O amadurecimento envolveu também um curso online – a pandemia ainda empunha restrições – com o pintor Paulo Pasta. Segundo Pereira, nas aulas com Pasta vieram dicas sobre luz e composição que foram incorporadas a seu trabalho. “Foi uma orientação que ele me deu que eu levo até hoje”, afirma o pintor.

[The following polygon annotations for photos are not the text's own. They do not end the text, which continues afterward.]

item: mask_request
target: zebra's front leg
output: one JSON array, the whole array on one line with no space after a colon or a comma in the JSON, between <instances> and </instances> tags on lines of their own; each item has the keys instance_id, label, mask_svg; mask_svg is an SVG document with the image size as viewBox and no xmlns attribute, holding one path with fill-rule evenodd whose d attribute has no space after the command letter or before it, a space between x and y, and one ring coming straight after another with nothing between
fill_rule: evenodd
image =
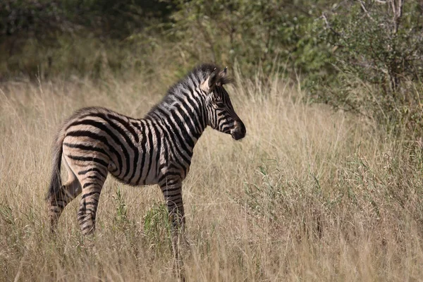
<instances>
[{"instance_id":1,"label":"zebra's front leg","mask_svg":"<svg viewBox=\"0 0 423 282\"><path fill-rule=\"evenodd\" d=\"M185 240L185 219L182 200L182 180L167 180L161 185L171 221L172 245L176 257L178 257L179 243Z\"/></svg>"}]
</instances>

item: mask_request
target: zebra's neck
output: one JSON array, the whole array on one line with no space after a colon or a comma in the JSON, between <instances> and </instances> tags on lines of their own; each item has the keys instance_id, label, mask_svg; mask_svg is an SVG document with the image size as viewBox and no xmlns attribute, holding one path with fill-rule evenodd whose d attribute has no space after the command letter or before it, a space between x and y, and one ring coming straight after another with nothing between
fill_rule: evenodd
<instances>
[{"instance_id":1,"label":"zebra's neck","mask_svg":"<svg viewBox=\"0 0 423 282\"><path fill-rule=\"evenodd\" d=\"M163 123L169 133L177 135L192 149L207 125L205 105L200 91L184 90L168 94L147 117Z\"/></svg>"}]
</instances>

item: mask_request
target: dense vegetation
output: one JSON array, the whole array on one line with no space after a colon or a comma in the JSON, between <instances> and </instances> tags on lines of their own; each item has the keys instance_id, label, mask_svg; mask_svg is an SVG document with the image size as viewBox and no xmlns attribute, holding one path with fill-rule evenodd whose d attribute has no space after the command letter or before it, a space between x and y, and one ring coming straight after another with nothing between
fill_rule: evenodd
<instances>
[{"instance_id":1,"label":"dense vegetation","mask_svg":"<svg viewBox=\"0 0 423 282\"><path fill-rule=\"evenodd\" d=\"M158 66L180 76L214 61L246 75L283 73L312 100L413 133L422 11L404 0L6 0L0 79L128 77Z\"/></svg>"}]
</instances>

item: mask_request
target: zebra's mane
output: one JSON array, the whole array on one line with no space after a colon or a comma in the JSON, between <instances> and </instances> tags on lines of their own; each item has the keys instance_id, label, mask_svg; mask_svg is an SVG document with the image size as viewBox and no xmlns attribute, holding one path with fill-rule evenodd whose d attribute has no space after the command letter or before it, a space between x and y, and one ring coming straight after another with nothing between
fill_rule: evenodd
<instances>
[{"instance_id":1,"label":"zebra's mane","mask_svg":"<svg viewBox=\"0 0 423 282\"><path fill-rule=\"evenodd\" d=\"M190 90L197 88L215 69L218 72L221 70L219 66L214 63L203 63L197 66L190 71L185 78L171 86L161 101L154 106L147 114L147 116L149 116L158 108L166 109L173 104L176 99L176 97L180 97L185 94L185 93L189 93ZM223 81L221 81L222 85L230 82L231 80L226 78L223 78Z\"/></svg>"}]
</instances>

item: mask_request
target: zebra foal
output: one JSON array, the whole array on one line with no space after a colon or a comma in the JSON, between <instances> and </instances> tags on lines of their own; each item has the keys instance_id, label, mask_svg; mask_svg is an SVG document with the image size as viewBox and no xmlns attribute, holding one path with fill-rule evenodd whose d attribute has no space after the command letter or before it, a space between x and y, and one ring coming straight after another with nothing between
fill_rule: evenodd
<instances>
[{"instance_id":1,"label":"zebra foal","mask_svg":"<svg viewBox=\"0 0 423 282\"><path fill-rule=\"evenodd\" d=\"M82 193L78 221L84 235L95 228L100 192L109 173L131 185L158 184L173 231L185 226L182 181L194 146L206 127L239 140L245 126L223 85L226 68L203 64L171 87L141 119L101 107L84 108L69 118L56 136L47 195L52 231L65 207ZM68 180L62 185L61 160Z\"/></svg>"}]
</instances>

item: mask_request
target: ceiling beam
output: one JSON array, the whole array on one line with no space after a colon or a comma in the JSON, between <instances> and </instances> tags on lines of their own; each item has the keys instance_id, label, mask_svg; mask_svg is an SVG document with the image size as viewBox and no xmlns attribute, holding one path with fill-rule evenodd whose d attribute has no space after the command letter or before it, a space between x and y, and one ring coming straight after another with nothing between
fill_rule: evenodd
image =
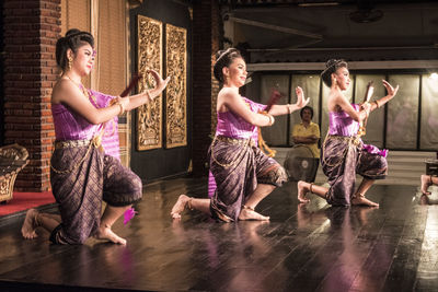
<instances>
[{"instance_id":1,"label":"ceiling beam","mask_svg":"<svg viewBox=\"0 0 438 292\"><path fill-rule=\"evenodd\" d=\"M260 22L260 21L251 21L251 20L239 19L239 17L234 17L234 16L228 16L228 20L237 22L237 23L242 23L242 24L262 27L262 28L266 28L266 30L277 31L277 32L281 32L281 33L307 36L310 38L322 39L322 37L323 37L321 34L309 33L309 32L301 31L301 30L268 24L268 23L264 23L264 22Z\"/></svg>"},{"instance_id":2,"label":"ceiling beam","mask_svg":"<svg viewBox=\"0 0 438 292\"><path fill-rule=\"evenodd\" d=\"M325 62L273 62L273 63L247 63L249 72L256 71L322 71ZM401 61L351 61L348 62L350 70L376 70L376 69L438 69L438 60L401 60Z\"/></svg>"}]
</instances>

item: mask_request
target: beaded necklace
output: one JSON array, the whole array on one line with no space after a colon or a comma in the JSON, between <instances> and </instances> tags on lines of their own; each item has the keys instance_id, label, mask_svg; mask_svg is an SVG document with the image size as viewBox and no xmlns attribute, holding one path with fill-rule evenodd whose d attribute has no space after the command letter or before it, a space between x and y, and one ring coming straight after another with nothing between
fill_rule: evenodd
<instances>
[{"instance_id":1,"label":"beaded necklace","mask_svg":"<svg viewBox=\"0 0 438 292\"><path fill-rule=\"evenodd\" d=\"M85 89L84 85L82 85L82 83L77 83L74 80L72 80L68 74L65 74L71 82L74 83L74 85L78 86L78 89L82 92L82 94L89 100L89 101L93 101L94 105L96 108L99 108L97 106L97 101L95 98L95 96L93 94L90 93L90 91L88 89Z\"/></svg>"},{"instance_id":2,"label":"beaded necklace","mask_svg":"<svg viewBox=\"0 0 438 292\"><path fill-rule=\"evenodd\" d=\"M83 96L85 96L90 102L93 101L94 106L95 106L96 108L100 108L100 107L99 107L99 104L97 104L97 101L96 101L96 97L94 96L94 94L91 94L90 91L89 91L88 89L85 89L85 86L82 85L82 83L79 83L79 84L78 84L78 83L77 83L74 80L72 80L68 74L65 74L65 75L66 75L71 82L73 82L74 85L78 86L78 89L82 92ZM110 120L108 120L108 121L110 121ZM104 128L106 128L105 126L106 126L106 124L107 124L108 121L104 122ZM106 132L106 131L104 130L104 131L105 131L105 136L113 136L114 132L115 132L115 130L116 130L116 124L115 124L114 119L112 119L111 121L112 121L112 131L111 131L111 132Z\"/></svg>"}]
</instances>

Ao longo desses dois anos, a Galeria Estação não guardou os trabalhos de Pereira. “Fomos mostrando, e não houve uma pessoa sequer que visse e não tivesse gostado. Todo mundo gosta muito. Eu brinco inclusive que ele é vendedor. Foram mais de 20 trabalhos vendidos”, conta a galerista.

A galerista destaca ainda que os trabalhos de Pereira trazem uma “poética singular”, que “reside na alma dele”. “Em suas obras isso é algo mais perceptível nos retratos, principalmente nos rostos. E na maneira como ele contextualiza seus personagens, estejam sentados, olhando na janela, pescando. Ele sempre tem uma narrativa”, diz Vilma. “Esse é o trabalho de que gosto de fazer: conhecer estes jovens, que são talentosos, mas ainda não tiveram oportunidade e dar a eles uma chance. E assim foi com o Rafael.”